I am looking for a level meter app for android devices which displays the input of an internal or external microphone in dBFS.
Perhaps somebody can give me a clue?
Thank you!
-
Searching the app store brings up loads of matches for "sound meter" - but assuming you've done that already, I guess they don't fit the bill.
-
Searching the app store brings up loads of matches for "sound meter" - but assuming you've done that already, I guess they don't fit the bill.
That's true ...
Because I'm looking for a PPM and not for Sound Level Meter which measures the sound pressure level.
Cf. http://en.wikipedia.org/wiki/Peak_programme_meter#PPMs_and_digital_audio_levels
-
I am looking for a level meter app for android devices which displays the input of an internal or external microphone in dBFS.
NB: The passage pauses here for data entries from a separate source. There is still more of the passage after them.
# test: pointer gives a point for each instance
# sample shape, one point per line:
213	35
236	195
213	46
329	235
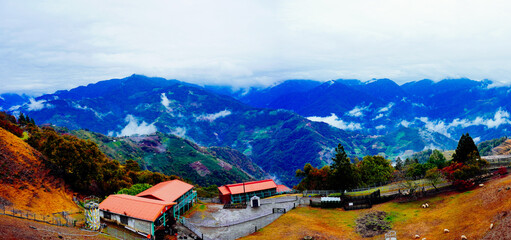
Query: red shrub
502	170
11	128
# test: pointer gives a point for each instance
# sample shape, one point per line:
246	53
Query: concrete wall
137	224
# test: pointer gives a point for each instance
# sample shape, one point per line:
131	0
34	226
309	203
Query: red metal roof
136	207
283	188
168	191
238	188
223	190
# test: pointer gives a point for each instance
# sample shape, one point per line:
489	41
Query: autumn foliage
84	167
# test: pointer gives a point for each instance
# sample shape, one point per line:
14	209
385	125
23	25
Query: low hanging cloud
38	105
386	108
378	116
357	111
165	101
334	121
405	123
499	118
134	128
213	116
179	131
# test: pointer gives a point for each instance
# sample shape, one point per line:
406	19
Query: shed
151	209
141	214
242	192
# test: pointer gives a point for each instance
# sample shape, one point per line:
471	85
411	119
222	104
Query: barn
151	210
242	192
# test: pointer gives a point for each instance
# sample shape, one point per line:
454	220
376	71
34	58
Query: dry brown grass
469	213
26	182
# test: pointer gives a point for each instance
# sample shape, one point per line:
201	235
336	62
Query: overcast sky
50	45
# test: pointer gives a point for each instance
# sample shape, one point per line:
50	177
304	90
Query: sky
59	44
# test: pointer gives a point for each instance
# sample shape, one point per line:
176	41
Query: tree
466	150
434	176
374	169
437	159
343	171
399	164
21	119
408	161
313	178
135	189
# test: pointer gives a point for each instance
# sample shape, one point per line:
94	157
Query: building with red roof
242	192
151	209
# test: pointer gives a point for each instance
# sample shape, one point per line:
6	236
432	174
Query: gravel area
230	224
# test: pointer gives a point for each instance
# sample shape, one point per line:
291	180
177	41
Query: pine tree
466	150
343	171
21	119
399	164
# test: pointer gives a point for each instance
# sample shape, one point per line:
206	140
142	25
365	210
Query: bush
372	224
502	171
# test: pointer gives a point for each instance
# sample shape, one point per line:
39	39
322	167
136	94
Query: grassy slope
469	213
503	149
25	181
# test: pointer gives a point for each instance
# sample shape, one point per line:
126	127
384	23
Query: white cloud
378	116
133	128
386	108
38	105
357	111
78	106
179	131
436	126
499	118
405	123
50	45
14	108
213	116
334	121
165	101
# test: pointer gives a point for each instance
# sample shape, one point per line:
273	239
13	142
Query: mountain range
450	107
280	128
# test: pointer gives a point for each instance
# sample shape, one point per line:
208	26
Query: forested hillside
172	155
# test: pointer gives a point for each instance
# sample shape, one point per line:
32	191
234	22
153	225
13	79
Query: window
124	220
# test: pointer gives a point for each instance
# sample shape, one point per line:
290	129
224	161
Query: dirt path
16	228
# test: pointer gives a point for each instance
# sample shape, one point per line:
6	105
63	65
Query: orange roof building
167	191
135	207
242	192
152	209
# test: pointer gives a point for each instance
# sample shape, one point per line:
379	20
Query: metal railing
57	219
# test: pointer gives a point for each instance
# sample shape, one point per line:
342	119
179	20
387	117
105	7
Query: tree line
346	174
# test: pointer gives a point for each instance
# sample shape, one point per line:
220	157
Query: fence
209	200
195	230
122	234
267	215
279	200
57	219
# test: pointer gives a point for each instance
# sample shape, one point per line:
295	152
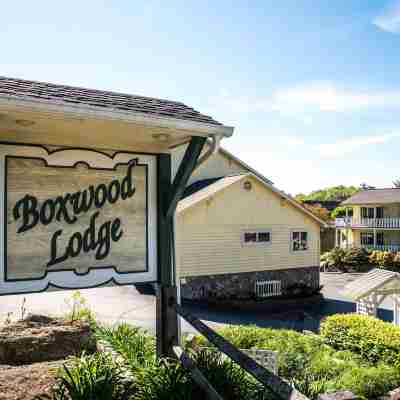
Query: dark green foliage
93	377
355	257
301	290
314	367
137	347
334	259
375	340
334	193
167	379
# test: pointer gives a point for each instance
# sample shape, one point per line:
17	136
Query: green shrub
382	259
334	259
366	381
356	257
373	339
314	367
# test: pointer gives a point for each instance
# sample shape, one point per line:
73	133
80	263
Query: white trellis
371	289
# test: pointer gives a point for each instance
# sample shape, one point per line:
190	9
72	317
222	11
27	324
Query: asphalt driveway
114	305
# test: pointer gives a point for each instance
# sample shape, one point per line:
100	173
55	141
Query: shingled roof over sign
20	89
375	196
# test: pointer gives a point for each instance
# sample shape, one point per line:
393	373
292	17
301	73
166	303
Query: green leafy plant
78	309
383	259
313	366
356	257
93	377
135	345
334	259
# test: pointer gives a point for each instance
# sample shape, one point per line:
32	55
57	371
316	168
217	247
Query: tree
334	193
365	186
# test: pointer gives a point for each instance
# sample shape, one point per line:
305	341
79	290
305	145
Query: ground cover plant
374	340
352	352
138	375
357	259
315	367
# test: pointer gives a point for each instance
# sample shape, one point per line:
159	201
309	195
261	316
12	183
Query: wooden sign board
76	218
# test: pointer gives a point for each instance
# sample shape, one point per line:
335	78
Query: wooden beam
186	168
196	374
267	378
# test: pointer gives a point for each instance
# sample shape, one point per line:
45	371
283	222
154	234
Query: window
299	241
256	237
367	212
367	238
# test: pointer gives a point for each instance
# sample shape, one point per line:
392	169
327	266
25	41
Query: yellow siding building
234	228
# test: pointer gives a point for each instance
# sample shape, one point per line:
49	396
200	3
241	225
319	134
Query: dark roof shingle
24	89
375	196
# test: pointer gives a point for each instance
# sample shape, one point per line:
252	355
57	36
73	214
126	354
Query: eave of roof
40	96
374	196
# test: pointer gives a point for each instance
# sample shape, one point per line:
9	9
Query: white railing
387	222
382	247
268	288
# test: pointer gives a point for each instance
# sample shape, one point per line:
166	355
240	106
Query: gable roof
375	196
373	281
20	89
198	185
244	165
207	189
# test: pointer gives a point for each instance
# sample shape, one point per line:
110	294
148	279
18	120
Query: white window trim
258	244
291	240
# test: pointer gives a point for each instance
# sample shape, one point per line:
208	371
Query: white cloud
306	99
347	146
389	19
327	97
291	141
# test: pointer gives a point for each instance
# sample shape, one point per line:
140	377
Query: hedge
374	340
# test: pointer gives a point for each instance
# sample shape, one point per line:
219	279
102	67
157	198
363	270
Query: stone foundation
241	285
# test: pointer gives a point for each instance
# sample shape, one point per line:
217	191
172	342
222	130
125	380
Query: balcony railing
382	247
387	222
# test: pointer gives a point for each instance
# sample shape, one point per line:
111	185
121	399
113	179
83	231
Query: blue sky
312	87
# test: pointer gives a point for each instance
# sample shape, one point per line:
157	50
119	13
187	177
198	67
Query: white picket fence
268	288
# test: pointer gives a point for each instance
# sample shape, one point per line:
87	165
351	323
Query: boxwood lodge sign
76	218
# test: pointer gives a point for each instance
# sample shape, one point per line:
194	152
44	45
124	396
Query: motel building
102	188
238	236
372	220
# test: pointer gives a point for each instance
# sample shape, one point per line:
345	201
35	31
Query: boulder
39	338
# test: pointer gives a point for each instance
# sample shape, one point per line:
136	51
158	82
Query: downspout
213	149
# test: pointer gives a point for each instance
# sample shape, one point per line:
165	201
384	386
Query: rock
40	338
344	395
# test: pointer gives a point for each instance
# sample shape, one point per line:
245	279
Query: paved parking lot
125	304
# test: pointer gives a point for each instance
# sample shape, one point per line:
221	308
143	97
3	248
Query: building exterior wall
208	235
242	285
215	167
389	210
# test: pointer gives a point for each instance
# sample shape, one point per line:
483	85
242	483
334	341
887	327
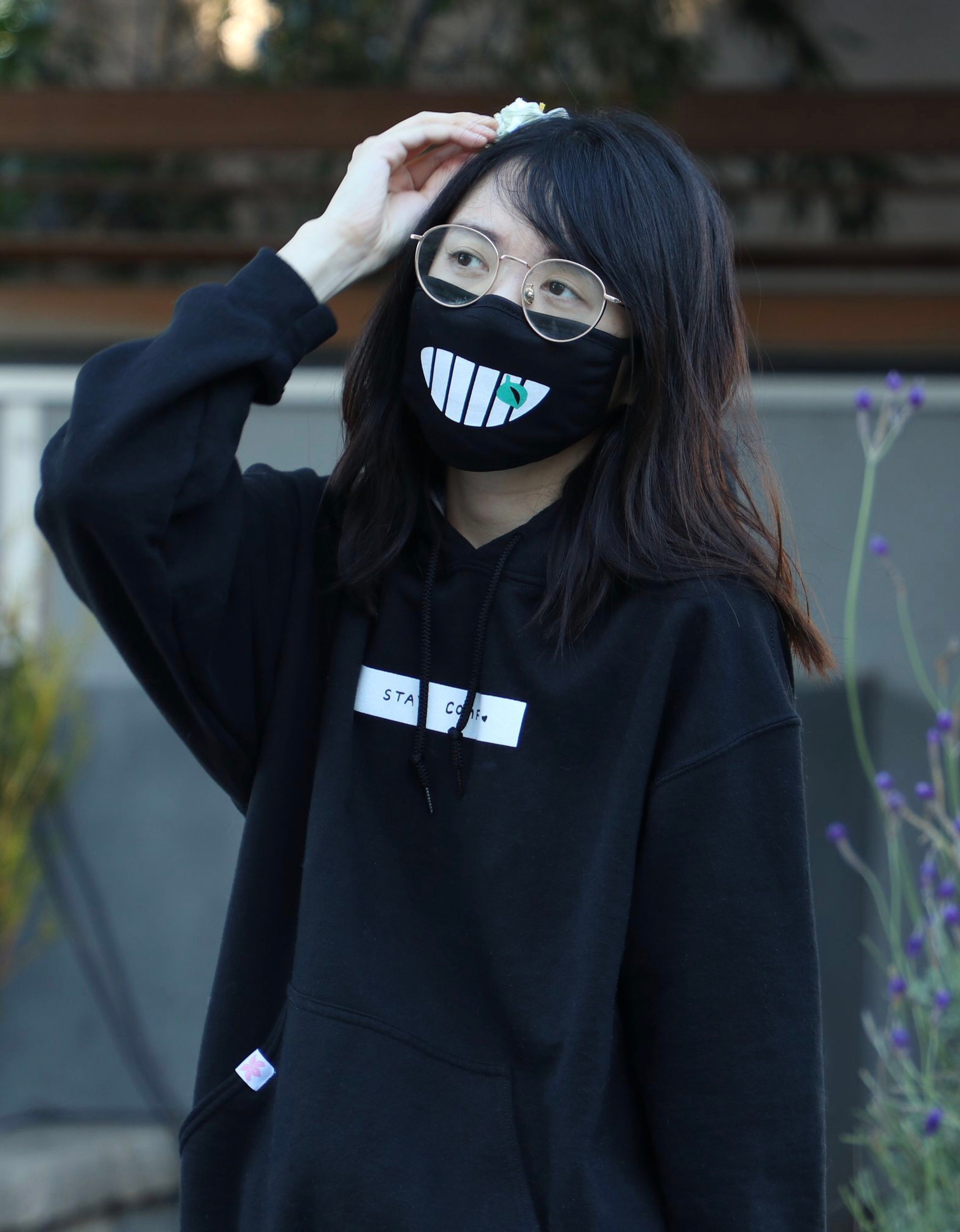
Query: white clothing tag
255	1070
391	695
out of curiosity, are you using it in place of level adjustment on a different recorder, or are you feeding the android unit a digital signal? (where I'm headed is dbfs is somewhat related to the ADC and each ADC will have a different threshold for what produces 0 dbfs)
-
Thank you very much for your answer.
I am trying out recording software for Android devices and I want to avoid clipping.
Every editing software and every digital recorder has a PPM but I haven't found one for Android smartphones.
-
Thank you very much for your answer.
I am trying out recording software for Android devices and I want to avoid clipping.
Every editing software and every digital recorder has a PPM but I haven't found one for Android smartphones.
gotcha.
feeding it a digital signal or analog in on the phone?
-
feeding it a digital signal or analog in on the phone?
Analog from an external microphone (optional: pre-amplifier)
-
You could record a 1k sine wav. You can visually see the clipping that way.
-
feeding it a digital signal or analog in on the phone?
Analog from an external microphone (optional: pre-amplifier)
I was more curious about after that, namely between the preamp and the recording device if you had a separate ADC so you weren't relying upon the phone's but instead just using it as a bitbucket.
You could record a 1k sine wav. You can visually see the clipping that way.
and assuming you don't hear distortion on playback of that sample, you'd get a rough approximation of max dbu that the adc chip in question can handle before it overloads. That's beneficial if you have an external preamp and but even if you know the mv/pa of a set of mics then it would give you an idea of how that will pair in terms of avoiding overloading.